« Dans les 40 prochains mois, l'Afrique n'importera plus d'engrais de nulle part » (Dangote)
Le continent africain est la région du monde où le taux d’utilisation des engrais est le plus faible. La zone affiche aussi un déficit commercial vis-à-vis du reste du monde, malgré une production importante.
L’autosuffisance du continent africain en engrais pourrait être atteinte d’ici le début du second trimestre 2028. C’est ce qu’affirme l’homme d’affaires nigérian Aliko Dangote (photo), le 27 juin dernier lors des 32e assemblées générales annuelles d’Afreximbank à Abuja.
« Dans les 40 prochains mois, l'Afrique n'importera plus d'engrais de nulle part. Nous suivons actuellement une trajectoire très ambitieuse. Nous voulons faire de Dangote le premier producteur d'urée, devant le Qatar – accordez-moi 40 mois », a-t-il déclaré.
Dans le pays le plus peuplé d’Afrique, l’industriel a lancé, depuis 2021, une usine d’une capacité de production annuelle de 3 millions de tonnes d’urée granulée, pour un coût global de 2,5 milliards $.

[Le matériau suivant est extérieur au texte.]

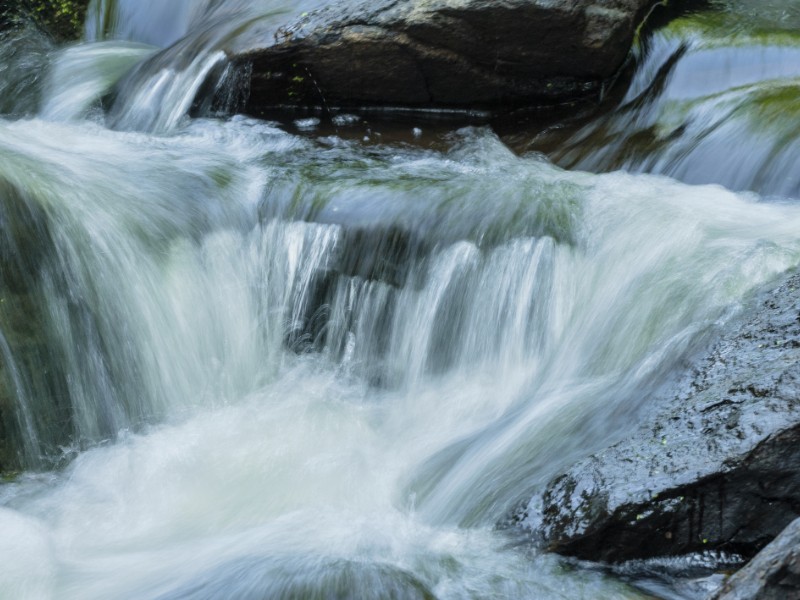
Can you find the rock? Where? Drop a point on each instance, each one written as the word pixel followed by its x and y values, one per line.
pixel 716 469
pixel 61 19
pixel 33 387
pixel 458 55
pixel 774 574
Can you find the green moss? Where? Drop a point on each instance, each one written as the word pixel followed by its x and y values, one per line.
pixel 741 23
pixel 62 19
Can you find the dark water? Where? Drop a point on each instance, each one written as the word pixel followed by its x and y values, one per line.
pixel 256 360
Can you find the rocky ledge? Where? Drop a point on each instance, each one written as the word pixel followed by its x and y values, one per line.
pixel 772 575
pixel 447 55
pixel 718 468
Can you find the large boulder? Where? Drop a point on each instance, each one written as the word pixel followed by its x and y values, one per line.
pixel 717 468
pixel 461 55
pixel 774 574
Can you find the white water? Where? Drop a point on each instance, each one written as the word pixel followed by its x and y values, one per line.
pixel 307 368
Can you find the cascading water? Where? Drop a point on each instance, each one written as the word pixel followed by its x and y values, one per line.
pixel 236 362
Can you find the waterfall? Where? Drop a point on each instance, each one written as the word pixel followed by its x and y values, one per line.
pixel 241 361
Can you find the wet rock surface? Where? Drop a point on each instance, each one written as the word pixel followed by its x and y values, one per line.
pixel 459 55
pixel 774 574
pixel 717 469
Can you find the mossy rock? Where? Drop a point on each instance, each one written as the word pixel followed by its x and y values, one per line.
pixel 62 19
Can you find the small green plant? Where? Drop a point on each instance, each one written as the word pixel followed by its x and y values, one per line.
pixel 62 19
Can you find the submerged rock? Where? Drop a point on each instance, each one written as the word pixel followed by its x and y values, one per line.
pixel 718 468
pixel 773 574
pixel 455 55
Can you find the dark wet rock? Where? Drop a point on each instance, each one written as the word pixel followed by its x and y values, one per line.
pixel 774 574
pixel 442 54
pixel 61 19
pixel 717 469
pixel 30 378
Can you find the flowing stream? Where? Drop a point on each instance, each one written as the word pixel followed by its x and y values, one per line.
pixel 240 360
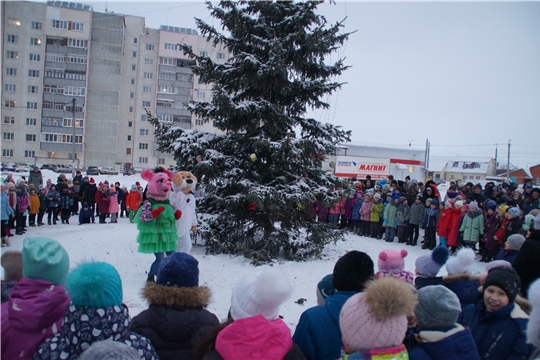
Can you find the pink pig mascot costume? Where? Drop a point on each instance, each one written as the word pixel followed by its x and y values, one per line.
pixel 156 219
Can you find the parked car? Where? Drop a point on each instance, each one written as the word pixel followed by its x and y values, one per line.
pixel 129 171
pixel 92 170
pixel 108 171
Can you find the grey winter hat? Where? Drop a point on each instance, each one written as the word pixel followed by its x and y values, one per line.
pixel 438 307
pixel 110 350
pixel 515 241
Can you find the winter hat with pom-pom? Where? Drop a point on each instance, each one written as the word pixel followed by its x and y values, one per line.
pixel 95 284
pixel 533 327
pixel 462 263
pixel 260 294
pixel 352 271
pixel 377 318
pixel 392 261
pixel 429 265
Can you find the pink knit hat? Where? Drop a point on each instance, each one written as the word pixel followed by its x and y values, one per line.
pixel 377 318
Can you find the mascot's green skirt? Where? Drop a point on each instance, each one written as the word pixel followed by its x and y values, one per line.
pixel 157 235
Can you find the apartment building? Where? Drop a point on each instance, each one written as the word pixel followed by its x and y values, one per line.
pixel 111 66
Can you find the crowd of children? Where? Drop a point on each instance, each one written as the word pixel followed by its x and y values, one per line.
pixel 25 205
pixel 49 312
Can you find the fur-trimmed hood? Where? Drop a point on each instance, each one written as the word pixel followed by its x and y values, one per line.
pixel 173 296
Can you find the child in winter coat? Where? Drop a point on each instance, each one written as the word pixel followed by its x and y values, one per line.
pixel 86 214
pixel 460 279
pixel 428 266
pixel 429 224
pixel 402 216
pixel 374 323
pixel 472 227
pixel 498 325
pixel 415 220
pixel 440 337
pixel 33 208
pixel 253 329
pixel 66 205
pixel 392 263
pixel 96 313
pixel 390 218
pixel 113 204
pixel 176 321
pixel 38 301
pixel 133 201
pixel 375 216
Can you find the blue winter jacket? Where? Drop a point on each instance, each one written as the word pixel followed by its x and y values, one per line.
pixel 445 344
pixel 465 287
pixel 318 334
pixel 5 209
pixel 500 334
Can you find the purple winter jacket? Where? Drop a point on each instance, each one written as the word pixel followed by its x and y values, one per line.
pixel 32 314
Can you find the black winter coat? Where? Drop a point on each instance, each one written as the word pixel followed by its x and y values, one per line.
pixel 176 321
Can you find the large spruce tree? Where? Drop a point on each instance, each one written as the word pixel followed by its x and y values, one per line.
pixel 262 176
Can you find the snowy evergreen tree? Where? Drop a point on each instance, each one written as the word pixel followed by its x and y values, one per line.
pixel 262 176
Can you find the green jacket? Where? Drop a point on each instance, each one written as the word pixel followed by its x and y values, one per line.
pixel 376 210
pixel 472 226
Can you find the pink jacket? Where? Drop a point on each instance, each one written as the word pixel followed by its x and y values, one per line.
pixel 32 314
pixel 254 338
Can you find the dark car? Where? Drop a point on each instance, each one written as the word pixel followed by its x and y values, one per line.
pixel 92 170
pixel 129 171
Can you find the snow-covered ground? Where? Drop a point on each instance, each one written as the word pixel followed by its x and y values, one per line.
pixel 116 244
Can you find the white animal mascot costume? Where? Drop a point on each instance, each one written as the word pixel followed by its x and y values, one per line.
pixel 182 198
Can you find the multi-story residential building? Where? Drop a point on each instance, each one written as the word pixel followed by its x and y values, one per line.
pixel 111 66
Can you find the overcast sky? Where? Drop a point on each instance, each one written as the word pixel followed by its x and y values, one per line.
pixel 460 74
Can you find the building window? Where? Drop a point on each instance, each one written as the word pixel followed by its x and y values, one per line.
pixel 14 39
pixel 59 24
pixel 11 71
pixel 12 54
pixel 10 103
pixel 14 22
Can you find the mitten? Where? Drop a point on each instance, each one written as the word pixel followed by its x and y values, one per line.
pixel 156 212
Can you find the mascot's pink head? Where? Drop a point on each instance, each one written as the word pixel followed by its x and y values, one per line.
pixel 159 183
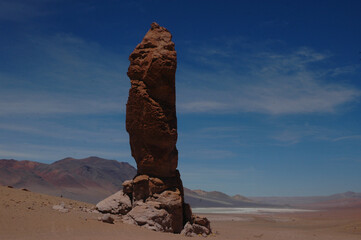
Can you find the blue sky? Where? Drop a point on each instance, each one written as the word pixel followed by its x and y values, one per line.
pixel 268 92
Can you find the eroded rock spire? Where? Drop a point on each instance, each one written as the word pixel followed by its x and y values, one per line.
pixel 151 114
pixel 154 198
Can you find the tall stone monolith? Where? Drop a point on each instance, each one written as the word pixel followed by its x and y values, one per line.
pixel 154 198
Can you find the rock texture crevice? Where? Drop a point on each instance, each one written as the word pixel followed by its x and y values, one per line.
pixel 155 197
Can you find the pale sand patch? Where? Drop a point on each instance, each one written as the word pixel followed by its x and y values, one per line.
pixel 27 215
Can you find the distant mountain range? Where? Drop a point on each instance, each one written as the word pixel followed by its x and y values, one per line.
pixel 90 179
pixel 340 200
pixel 93 179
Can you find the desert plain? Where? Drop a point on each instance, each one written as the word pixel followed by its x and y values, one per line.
pixel 29 215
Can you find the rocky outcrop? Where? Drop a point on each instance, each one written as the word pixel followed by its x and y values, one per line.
pixel 151 115
pixel 155 197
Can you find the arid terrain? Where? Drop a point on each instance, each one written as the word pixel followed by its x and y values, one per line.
pixel 29 215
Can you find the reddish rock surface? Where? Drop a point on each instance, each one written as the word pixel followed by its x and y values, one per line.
pixel 151 115
pixel 156 194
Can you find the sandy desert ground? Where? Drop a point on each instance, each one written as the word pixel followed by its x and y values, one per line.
pixel 28 215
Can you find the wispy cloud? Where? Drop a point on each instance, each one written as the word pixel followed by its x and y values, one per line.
pixel 264 82
pixel 67 75
pixel 20 10
pixel 351 137
pixel 17 103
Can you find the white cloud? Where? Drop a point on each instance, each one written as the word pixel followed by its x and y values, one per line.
pixel 272 83
pixel 66 75
pixel 17 103
pixel 15 10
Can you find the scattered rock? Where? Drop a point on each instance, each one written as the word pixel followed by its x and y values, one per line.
pixel 107 218
pixel 61 208
pixel 155 197
pixel 192 230
pixel 118 203
pixel 151 115
pixel 127 186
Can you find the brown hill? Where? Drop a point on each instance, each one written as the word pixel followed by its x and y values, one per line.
pixel 90 179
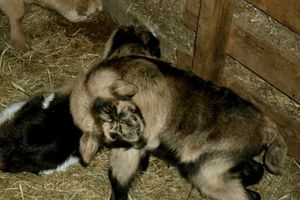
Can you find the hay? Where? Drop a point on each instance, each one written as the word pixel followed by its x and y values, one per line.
pixel 59 51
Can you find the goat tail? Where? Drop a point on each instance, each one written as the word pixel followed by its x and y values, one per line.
pixel 276 148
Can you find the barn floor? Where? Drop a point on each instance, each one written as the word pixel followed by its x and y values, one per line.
pixel 59 51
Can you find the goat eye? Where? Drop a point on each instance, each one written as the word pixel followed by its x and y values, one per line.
pixel 113 135
pixel 82 10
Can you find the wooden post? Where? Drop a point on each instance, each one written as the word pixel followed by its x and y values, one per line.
pixel 213 27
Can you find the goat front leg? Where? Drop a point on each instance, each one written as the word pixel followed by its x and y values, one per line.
pixel 124 164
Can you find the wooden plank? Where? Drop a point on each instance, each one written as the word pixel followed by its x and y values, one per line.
pixel 190 15
pixel 286 12
pixel 213 28
pixel 265 59
pixel 290 128
pixel 184 60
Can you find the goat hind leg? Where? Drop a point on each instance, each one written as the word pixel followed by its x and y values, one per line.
pixel 214 180
pixel 124 164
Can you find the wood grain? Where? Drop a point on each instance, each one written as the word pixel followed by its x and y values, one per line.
pixel 212 31
pixel 286 12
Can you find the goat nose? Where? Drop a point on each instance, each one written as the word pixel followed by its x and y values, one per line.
pixel 100 8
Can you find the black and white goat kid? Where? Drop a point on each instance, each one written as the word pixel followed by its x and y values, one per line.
pixel 38 135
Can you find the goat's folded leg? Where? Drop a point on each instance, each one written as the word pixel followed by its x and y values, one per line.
pixel 124 164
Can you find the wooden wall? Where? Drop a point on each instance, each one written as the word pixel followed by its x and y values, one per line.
pixel 218 35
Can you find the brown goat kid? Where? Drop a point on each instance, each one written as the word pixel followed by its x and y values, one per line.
pixel 206 131
pixel 72 10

Elle a déjà permis de faire du Nigeria un exportateur net de cet engrais azoté qui est l’un des plus utilisés au monde avec notamment l’expédition de 300 000 tonnes sur le 4e trimestre 2021.
Un objectif trop ambitieux ?
D’après les données de la Banque africaine de développement (BAD), le continent africain produit aujourd'hui environ 30 millions de tonnes d'engrais minéraux par an, soit plus du double de sa consommation. Toutefois, il affiche un déficit annuel de près de 2 millions de tonnes d’après l’institution financière panafricaine.
Cette situation s’explique notamment par le fait que la plupart des gros producteurs africains situés en Afrique du Nord sont engagés dans les engrais phosphatés destinés à la fois aux marchés africains et internationaux.
L’essentiel des importations reste constitué d’engrais potassiques et azotés. De fait, l’investissement de Dangote est une étape majeure pour augmenter la production d’engrais azotés sur le continent et à bas coût.
Le complexe intégré verticalement permet de valoriser les réserves du pays en gaz naturel, matière première pour la production d’hydrogène nécessaire à l’ammoniac, étape clé de la fabrication de l’urée.
Cet effort vient compléter celui d’autres acteurs comme Indorama Eleme Fertilizer & Chemicals Limited (IEFCL) qui exploite notamment dans l’Etat de Rivers, une usine d’urée d’une capacité installée de production annuelle de 1,4 million de tonnes.
Le tycoon projette d’ailleurs l’extension de la capacité de son usine pour surpasser la capacité de production annuelle installée de la Qatar Fertiliser Company (QAFCO) se situant actuellement à 5,6 millions de tonnes d’urée, ce qui boosterait davantage l’offre africaine dans le produit.
Toutefois, les analystes estiment qu’il reste encore du chemin pour que le continent soit autosuffisant en matière de production d'engrais potassique comme le chlorure de potassium (Kcl) ou muriate de potasse (MOP), principal engrais utilisé dans le monde dans cette catégorie.
La production de MOP en Afrique est encore modeste. Au Nigeria notamment, le Kcl est l’engrais le plus importé et le second le plus consommé, selon l’édition 2022 du Guide d’information sur le commerce des engrais en Afrique de l’Ouest du Centre international de développement des engrais (IFDC).
Globalement, près de 70 % des réserves de potasse sont concentrées dans l'hémisphère nord, notamment au Canada, en Russie et en Biélorussie. La mine de potasse kola, développée par Kore Potash au Congo est l’un des projets les plus avancés du continent. L’objectif de production est de 2,2 millions de tonnes de potasse par an.
Après plusieurs reports du lancement du projet, la société prévoit désormais un démarrage des travaux de construction en janvier 2026, grâce à un accord de principe avec le fonds d’investissement OWI-RAMS qui devrait lui accorder un financement total d’environ 2,2 milliards $ correspondant au coût total de construction estimé de la mine.